Molybdenum isotope constraints on the extent of late Paleoproterozoic ocean euxinia

The expansion of anoxic and sulfidic (euxinic) deep oceans may explain the termination of global large iron formation (IF) deposition at ~1.85Ga, but the areal extent of late Paleoproterozoic ocean euxinia is poorly constrained. Here, we use the molybdenum (Mo) isotope composition (δ^98/95Mo) of black shales from the <1.84Ga Rove Formation (Animikie Group, Lake Superior region) to place constraints on the extent of late Paleoproterozoic ocean euxinia. Black shales from the lower Rove Formation have ratios of highly reactive Fe to total Fe (Fe_HR/Fe_T typically >0.38) and ratios of pyrite Fe to highly reactive Fe (Fe_PY/Fe_HR typically <0.8) that are consistent with a water column that was generally anoxic and Fe²⁺-rich.

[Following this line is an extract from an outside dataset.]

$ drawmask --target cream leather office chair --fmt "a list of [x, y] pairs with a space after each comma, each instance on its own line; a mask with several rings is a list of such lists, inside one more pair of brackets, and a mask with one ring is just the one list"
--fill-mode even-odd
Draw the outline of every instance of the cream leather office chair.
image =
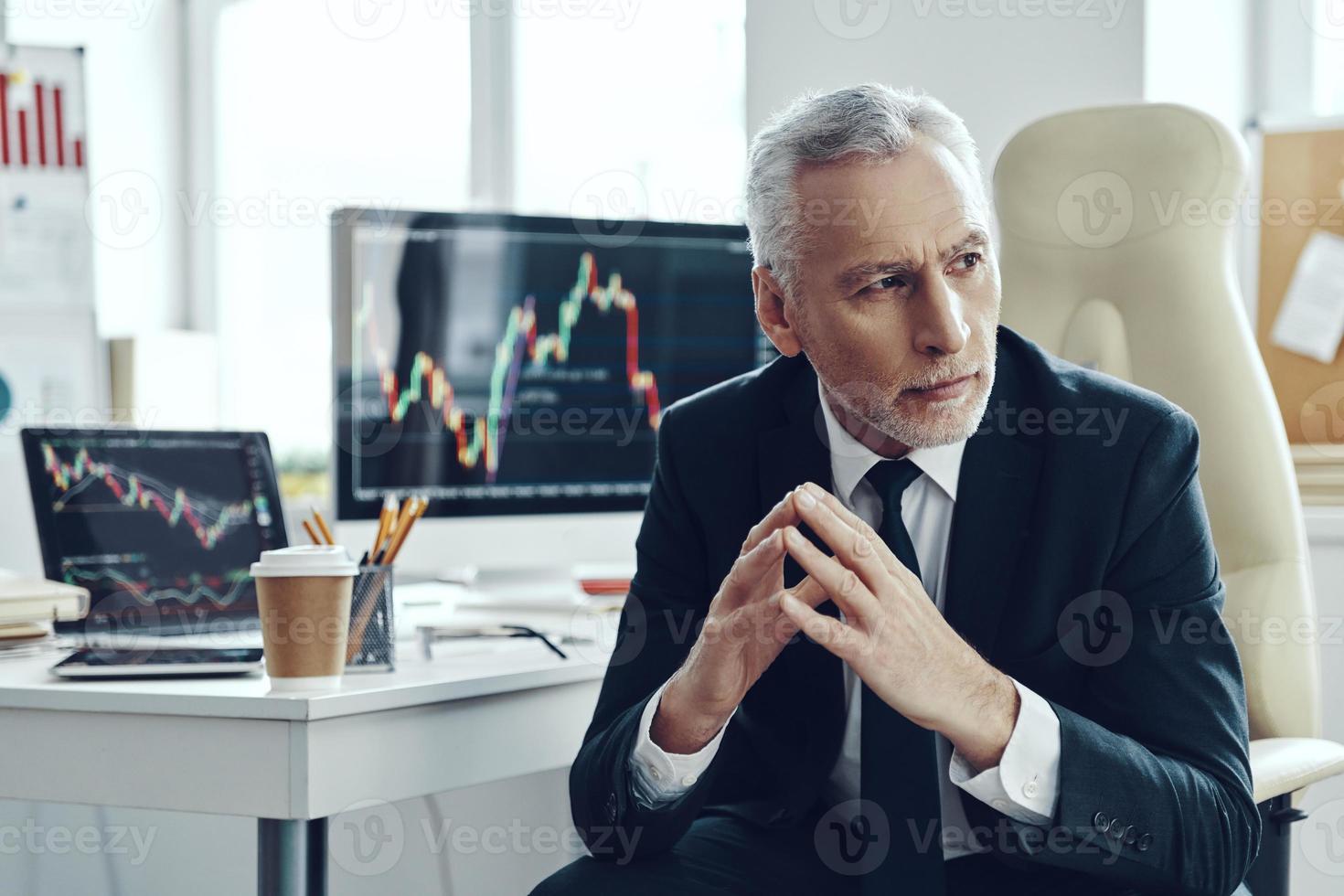
[[[1234, 263], [1247, 152], [1176, 105], [1083, 109], [1017, 133], [995, 169], [1003, 321], [1167, 396], [1199, 423], [1200, 482], [1250, 708], [1265, 818], [1254, 896], [1288, 892], [1293, 795], [1344, 772], [1320, 740], [1316, 610], [1297, 484]], [[1286, 623], [1289, 637], [1265, 629]], [[1306, 642], [1304, 642], [1306, 641]]]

Because the Fe_PY/Fe_HR ratios do not imply sustained water column euxinia, the conversion of molybdate (MoO₄^2-) to tetrathiomolybdate (MoS₄^2-) in bottom waters and sediments was probably not quantitative and thus the δ^98/95Mo (±0.1 to +0.8‰) from these shales provides only a minimum estimate for coeval seawater. By contrast, black shales from the middle Rove Formation have high Fe_PY/Fe_HR (>0.8) and Fe_HR/Fe_T (>0.38), which implies persistent water column euxinia. Concentrations of free sulfide may have been sufficient to result in near-quantitative formation of tetrathiomolybdate and its removal from bottom waters. The observed narrow range in δ^98/95Mo of 1.19±0.28‰ (2SD) defined by most euxinic shales is thus inferred to represent the Mo isotope composition of late Paleoproterozoic global seawater. Mass-balance modeling suggests that organic-rich sediments deposited beneath euxinic bottom waters represented a substantial fraction of the oceanic Mo sink at 1.8Ga. The modeling results suggest that euxinic marine environments were common along late Paleoproterozoic ocean margins. These environments could have served as efficient sinks for Fe²⁺_(aq) upwelling from anoxic deeper waters. Hence, the Mo isotope data are consistent with Fe speciation and other geochemical evidence that suggest an expansion of euxinic environments led to the cessation of global large IF deposition after ~1.85Ga.